For several years, our store has been a hub for business professionals in the Downtown Las Vegas area just looking to grab their cup of coffee and be on their way. Shift supervisors and baristas alike are forced to forgo excellent customer service and instead tend to third place issues like theft and violence during their shifts. Partner experience and safety has been pushed to the wayside and customer connection comments regularly raise the need for security at our location, however it seems that numbers and performance are all that matters.
Furthermore, shift supervisors have been threatened with write-ups if our peak times were not improved by the end of the summer. Our simple weekly team morale boosters of donning pink shirts on Wednesdays and red aprons on Fridays (a tradition in Starbucks to wear red on Fridays) have been squashed, even though dress code allows us to wear any color shirt.

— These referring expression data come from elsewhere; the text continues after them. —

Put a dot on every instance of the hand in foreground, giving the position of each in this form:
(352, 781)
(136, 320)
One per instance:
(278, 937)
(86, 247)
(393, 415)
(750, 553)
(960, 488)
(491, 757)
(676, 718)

All signs of partner originality and creativity simply disappeared from our store’s signature charm.
We are called partners, but it’s clear in our interactions with corporate that we are anything but.
Partners are an essential part of the Starbucks experience and yet we see significantly less benefits for our work as we put our lives on the line every day to serve our customers and earn profits for shareholders and executives. We believe in equitable pay for all partners and we deserve to earn a livable wage. We believe that partners should be empowered to protect their health, both physical and mental, in the workplace. We deserve to feel safe and while our store manager has done an incredible job supporting us, we believe that Starbucks should take a more active role in protecting our safety. We believe that equitable pay, empowered safety practices, and consideration for the actual partner experience will lead to a better Starbucks.
Our partners are overworked, underpaid, and fed up. Partners have been working six days a week and often up to ten days in a row. Most days we are met with a skeleton crew because of labor cuts across the company. The amount of labor earned does not reflect the amount of labor needed to sustain a healthy partner experience. We are all stretched extremely thin and about to snap.
We are tired.
We are done.
We were told that each of us is replaceable. Each partner, even though unique in their own right, is replaceable. However, we are strong and we are Downtown Las Vegas Starbucks. We have originality and share a deep passion for craft and coffee, just as you do. We love this company and only want what is best for our team. We hope our concerns are met with open ears, as this is our last and only hope for anyone to listen.